Outro ponto problemático, segundo Debora, foi elaborar a cédula. “Parece uma coisa tola, mas pode invalidar toda a pesquisa se os entrevistados não entendem o que estamos perguntando. E isso foi constatado no pré-teste, todo ele realizado em Ceilândia (no Distrito Federal), quando perguntávamos na cédula: ‘Qual a sua idade?’, seguido de dois quadradinhos para serem preenchidos. Em vez de colocar a idade, muita gente escrevia o ano de nascimento. Outro problema era deixar claro que, respondendo ‘não’ à primeira pergunta — ‘Você já fez aborto?’— chegava-se ao fim a pesquisa. Ou seja, a pessoa não precisava responder às outras quatro questões”, conta a antropóloga.
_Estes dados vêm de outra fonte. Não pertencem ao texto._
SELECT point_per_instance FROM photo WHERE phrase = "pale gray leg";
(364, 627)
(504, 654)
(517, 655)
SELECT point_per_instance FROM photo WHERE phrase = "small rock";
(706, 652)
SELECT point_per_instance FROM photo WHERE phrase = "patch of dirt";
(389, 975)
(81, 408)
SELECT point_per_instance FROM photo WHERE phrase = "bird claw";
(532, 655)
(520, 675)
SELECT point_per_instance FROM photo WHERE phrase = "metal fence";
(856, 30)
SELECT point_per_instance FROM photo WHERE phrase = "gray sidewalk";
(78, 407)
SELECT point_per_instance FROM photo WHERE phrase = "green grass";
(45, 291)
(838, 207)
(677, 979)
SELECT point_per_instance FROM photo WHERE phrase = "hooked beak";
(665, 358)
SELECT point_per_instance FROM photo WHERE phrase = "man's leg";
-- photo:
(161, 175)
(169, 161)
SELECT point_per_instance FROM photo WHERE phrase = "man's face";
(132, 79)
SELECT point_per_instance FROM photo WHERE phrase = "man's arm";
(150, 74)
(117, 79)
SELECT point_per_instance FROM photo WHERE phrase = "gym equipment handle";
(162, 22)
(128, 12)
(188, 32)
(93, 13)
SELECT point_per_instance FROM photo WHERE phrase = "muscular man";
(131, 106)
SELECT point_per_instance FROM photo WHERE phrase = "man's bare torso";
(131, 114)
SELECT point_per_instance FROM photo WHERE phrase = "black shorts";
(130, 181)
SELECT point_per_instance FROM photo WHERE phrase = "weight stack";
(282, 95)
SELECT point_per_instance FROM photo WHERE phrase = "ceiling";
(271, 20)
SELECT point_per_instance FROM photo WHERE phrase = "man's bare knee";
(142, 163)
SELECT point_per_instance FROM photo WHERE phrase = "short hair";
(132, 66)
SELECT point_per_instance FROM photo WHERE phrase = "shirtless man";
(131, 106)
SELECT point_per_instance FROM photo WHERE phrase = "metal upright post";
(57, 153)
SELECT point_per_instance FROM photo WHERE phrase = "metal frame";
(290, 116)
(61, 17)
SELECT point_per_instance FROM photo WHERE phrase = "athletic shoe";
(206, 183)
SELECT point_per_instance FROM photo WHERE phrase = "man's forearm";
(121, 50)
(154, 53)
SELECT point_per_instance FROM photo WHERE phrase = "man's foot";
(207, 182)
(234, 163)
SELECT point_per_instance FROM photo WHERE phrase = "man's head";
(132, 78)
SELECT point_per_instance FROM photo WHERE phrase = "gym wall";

A solução veio de uma diagramadora visual da Fundação Oswaldo Cruz (Fiocruz), especialista em pesquisa com população de baixa escolaridade, que redesenhou a cédula. Depois de preparar o material para a pesquisa, a dupla contratou o Instituto Brasileiro de Opinião Pública e Estatística (IBOPE), para aplicar o questionário e compilar os resultados. Segundo o sociólogo Medeiros, a técnica usada foi “amostra probabilística aleatória”, que possibilita projetar os resultados para o país inteiro, com margens de erro muito pequenas — mesmo método usado nas pesquisas eleitorais feitas atualmente no pleito municipal. “Foram escolhidas apenas mulheres para os 192 postos de entrevistador, exatamente para facilitar a abordagem. Outras 40 pessoas, aproximadamente, participaram das diversas etapas do estudo em funções diversas — da confecção das urnas à aplicação dos pré-testes” – disse Medeiros.
Efeito nas Américas
Criado em 1990, o “Prêmio Fred L. Soper à Excelência em Literatura sobre Saúde” promove o mais alto padrão em pesquisas que tragam contribuições significativas para as Américas. Um corpo de jurados analisam artigos indicados pela comunidade científica. O prêmio leva o nome do epidemiologista americano Frederick Soper, doutor pela Escola de Saúde Pública da Universidade John Hopkins e autoridade mundial em doenças como malária, varíola e febre amarela.
*Arney Barcelos, para o Fato Expresso.